Thursday, April 10, 2008
America's Image on Torture
It is not only the military that needs examination
I have three points to offer:
Point 1: Has anyone ever surveyed or done a deep investigation of US police departments’ treatment of captured offenders? We have seen isolated Vcam instances on TV, but I suspect such behavior is far more rampant.
As to publicity of such actions, we have shipped overseas many films that depict just such actions by our police every year, for the “enjoyment” of foreign audiences. Even in Holland, a number of Dutchmen have commented on the brutality seen over and over in flim after film, and have asked if such behavior was the norm in the US. The point being that if the films are a success at the box office in the US, what does that say about the public’s thirst for brutality?

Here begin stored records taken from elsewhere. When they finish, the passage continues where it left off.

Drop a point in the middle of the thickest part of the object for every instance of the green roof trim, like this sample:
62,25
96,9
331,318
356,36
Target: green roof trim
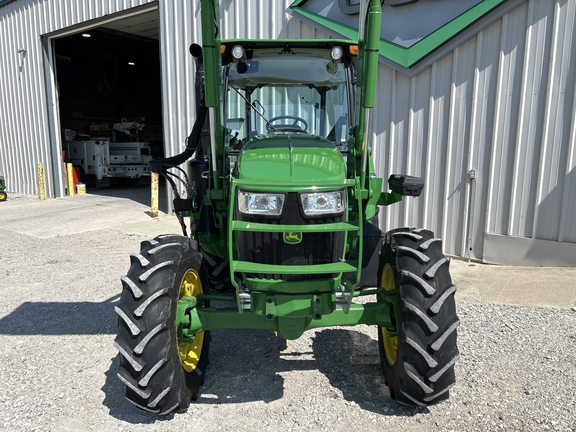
408,57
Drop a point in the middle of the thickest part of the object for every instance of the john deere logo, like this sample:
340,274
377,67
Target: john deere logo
292,238
411,29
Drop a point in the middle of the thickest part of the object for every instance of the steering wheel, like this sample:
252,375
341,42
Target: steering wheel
294,127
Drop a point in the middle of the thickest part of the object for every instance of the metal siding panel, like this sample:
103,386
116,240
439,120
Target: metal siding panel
458,146
506,118
436,173
548,206
530,124
417,143
568,219
481,132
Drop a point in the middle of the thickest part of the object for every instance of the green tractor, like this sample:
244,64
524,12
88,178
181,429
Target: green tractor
279,200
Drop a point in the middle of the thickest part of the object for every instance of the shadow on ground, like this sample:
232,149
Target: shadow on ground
247,366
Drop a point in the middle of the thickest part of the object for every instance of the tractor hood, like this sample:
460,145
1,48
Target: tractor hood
283,158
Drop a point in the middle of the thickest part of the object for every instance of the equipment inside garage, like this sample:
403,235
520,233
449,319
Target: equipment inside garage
109,87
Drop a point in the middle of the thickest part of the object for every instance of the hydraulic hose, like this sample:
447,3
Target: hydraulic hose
192,142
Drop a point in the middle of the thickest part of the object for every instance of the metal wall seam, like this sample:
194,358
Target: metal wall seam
548,205
425,197
449,152
567,225
472,142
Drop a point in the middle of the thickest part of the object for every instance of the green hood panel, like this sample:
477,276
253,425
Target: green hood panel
283,158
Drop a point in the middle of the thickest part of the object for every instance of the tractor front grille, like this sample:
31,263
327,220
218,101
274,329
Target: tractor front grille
271,248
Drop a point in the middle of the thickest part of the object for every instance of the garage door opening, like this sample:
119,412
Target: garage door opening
110,102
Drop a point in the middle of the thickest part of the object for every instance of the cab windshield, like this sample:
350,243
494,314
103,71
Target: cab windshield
287,93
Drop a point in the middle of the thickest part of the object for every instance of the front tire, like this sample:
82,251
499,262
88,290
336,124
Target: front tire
418,359
161,374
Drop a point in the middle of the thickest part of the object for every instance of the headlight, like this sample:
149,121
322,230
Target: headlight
323,203
260,203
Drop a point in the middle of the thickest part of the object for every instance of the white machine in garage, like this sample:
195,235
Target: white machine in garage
99,159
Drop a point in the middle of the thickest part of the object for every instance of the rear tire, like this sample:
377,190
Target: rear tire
161,374
418,361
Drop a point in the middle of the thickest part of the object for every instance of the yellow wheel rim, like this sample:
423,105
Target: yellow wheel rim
390,342
190,352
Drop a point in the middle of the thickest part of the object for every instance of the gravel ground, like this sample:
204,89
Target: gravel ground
517,369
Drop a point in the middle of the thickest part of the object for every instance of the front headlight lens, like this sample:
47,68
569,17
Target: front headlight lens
260,203
323,203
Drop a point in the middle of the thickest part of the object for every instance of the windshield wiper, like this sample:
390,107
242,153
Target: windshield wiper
253,106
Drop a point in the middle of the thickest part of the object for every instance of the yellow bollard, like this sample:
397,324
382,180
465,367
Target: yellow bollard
71,185
154,207
41,187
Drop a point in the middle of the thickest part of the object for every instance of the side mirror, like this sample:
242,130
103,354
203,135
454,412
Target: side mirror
406,185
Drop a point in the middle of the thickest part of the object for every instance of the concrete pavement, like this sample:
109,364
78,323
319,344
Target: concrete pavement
128,209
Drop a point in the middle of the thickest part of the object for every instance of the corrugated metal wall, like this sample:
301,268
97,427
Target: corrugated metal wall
502,104
25,135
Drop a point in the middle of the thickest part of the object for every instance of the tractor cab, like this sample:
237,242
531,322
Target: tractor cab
292,87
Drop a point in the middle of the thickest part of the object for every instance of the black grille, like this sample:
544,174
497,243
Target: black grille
270,248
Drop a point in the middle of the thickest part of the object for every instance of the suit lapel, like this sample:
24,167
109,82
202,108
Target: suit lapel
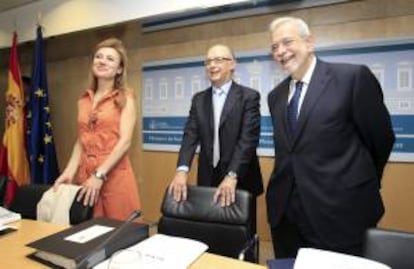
317,86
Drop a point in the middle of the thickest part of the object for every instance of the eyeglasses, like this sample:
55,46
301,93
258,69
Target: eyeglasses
217,60
286,42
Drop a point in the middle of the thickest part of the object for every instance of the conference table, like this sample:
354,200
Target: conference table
13,250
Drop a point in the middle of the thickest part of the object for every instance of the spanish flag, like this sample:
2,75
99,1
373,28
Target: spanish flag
14,166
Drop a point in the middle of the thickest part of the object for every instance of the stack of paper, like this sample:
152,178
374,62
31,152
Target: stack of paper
309,258
158,251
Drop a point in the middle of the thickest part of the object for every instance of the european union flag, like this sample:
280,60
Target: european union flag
43,165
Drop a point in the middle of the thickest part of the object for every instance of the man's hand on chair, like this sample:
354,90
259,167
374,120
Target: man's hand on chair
226,191
178,186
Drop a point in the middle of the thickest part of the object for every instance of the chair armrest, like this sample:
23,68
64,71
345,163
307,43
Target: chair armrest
252,243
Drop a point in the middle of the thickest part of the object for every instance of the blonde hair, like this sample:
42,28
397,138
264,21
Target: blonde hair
301,25
120,81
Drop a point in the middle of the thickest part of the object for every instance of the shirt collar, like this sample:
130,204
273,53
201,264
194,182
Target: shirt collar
225,87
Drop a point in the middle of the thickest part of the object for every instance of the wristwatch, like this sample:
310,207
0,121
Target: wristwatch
99,175
232,174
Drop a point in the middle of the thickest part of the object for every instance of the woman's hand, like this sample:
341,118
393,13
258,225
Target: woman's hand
90,191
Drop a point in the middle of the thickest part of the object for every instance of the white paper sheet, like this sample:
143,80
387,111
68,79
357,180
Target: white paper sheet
157,252
88,234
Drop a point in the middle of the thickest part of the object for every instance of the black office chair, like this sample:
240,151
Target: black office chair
228,231
393,248
26,199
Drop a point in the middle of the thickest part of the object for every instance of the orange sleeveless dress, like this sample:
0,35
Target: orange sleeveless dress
99,131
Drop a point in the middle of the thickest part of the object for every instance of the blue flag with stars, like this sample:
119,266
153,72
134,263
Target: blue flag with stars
42,155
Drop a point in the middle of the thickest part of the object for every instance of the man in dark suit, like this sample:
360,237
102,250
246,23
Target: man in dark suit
225,121
333,137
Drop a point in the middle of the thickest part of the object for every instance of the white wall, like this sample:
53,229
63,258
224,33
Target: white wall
65,16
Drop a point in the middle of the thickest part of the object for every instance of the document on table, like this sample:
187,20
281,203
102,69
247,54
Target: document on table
158,251
7,216
310,258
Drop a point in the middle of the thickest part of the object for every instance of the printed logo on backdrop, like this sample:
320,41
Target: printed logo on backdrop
168,87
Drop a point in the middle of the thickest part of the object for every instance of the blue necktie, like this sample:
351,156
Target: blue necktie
219,93
292,109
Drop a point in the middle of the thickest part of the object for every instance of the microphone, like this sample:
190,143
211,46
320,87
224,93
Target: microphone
98,254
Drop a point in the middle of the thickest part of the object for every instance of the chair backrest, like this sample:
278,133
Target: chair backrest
393,248
26,199
226,230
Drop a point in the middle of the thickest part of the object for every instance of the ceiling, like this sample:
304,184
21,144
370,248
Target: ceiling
10,4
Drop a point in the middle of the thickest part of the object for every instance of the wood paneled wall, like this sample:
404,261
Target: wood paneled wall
68,63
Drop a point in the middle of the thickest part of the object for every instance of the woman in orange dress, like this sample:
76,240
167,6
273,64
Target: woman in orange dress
106,120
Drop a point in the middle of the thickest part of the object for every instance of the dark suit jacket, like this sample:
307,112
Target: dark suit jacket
239,135
336,158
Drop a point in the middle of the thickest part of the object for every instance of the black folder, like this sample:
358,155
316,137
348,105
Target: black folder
55,249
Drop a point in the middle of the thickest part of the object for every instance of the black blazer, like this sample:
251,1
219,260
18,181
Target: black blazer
239,133
343,141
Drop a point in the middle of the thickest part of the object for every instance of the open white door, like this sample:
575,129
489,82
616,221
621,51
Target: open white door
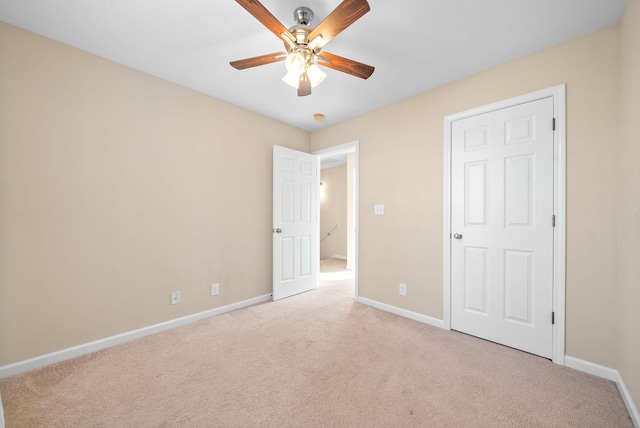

Yes, it is most often a fictional portrayal that they see, but to see these films year after year raises questions. Are we really this brutal? Does this happen often? Why does the film industry spew out ths sort of thing in volume every year? It sells.
The America haters seize on our penchant for brutality in films as evidence of a failed culture, and they are not at all surprised to see evidence coming from Iraq (and from the US, too!) that we do in fact practice forms of torture and brutality, though they have been shocked by it—for sure. This only confirms what they have suspected all along, I suggest.
We therefore have fostered a negative image in many places that has been nutured by our export of films showing lawlessness, brutality in jails, and violence on the streets, and then confirmed it all by published scenes from our overseas prisons in Iraq.
The bottom line is that we have a lot of cleaning up to do to reverse this image of brutality—and the fact of brutality—in the US. However, I sincerely doubt that we can shift the film industry, and the public, away from their current love of violent films.
Point 2: The next President should not only have the Justice Department investigate and prosecute US violators of the laws regarding real torture in the US and in overseas theaters. He should also have them perform deep investigations nation-wide into our police departments and their violations of the rights of citizens and others in their custody.
Point 3: Of course, I have left out the definition of “real torture,” but it most certainly must include serious bodily harm. I reiterate my previous position, however, that regardless of the definitions, investigations, prosecutions, and the laws passed, some forms of torture will continue to be practiced as the situation warrants it—but now by using far more circumspect and secret measures.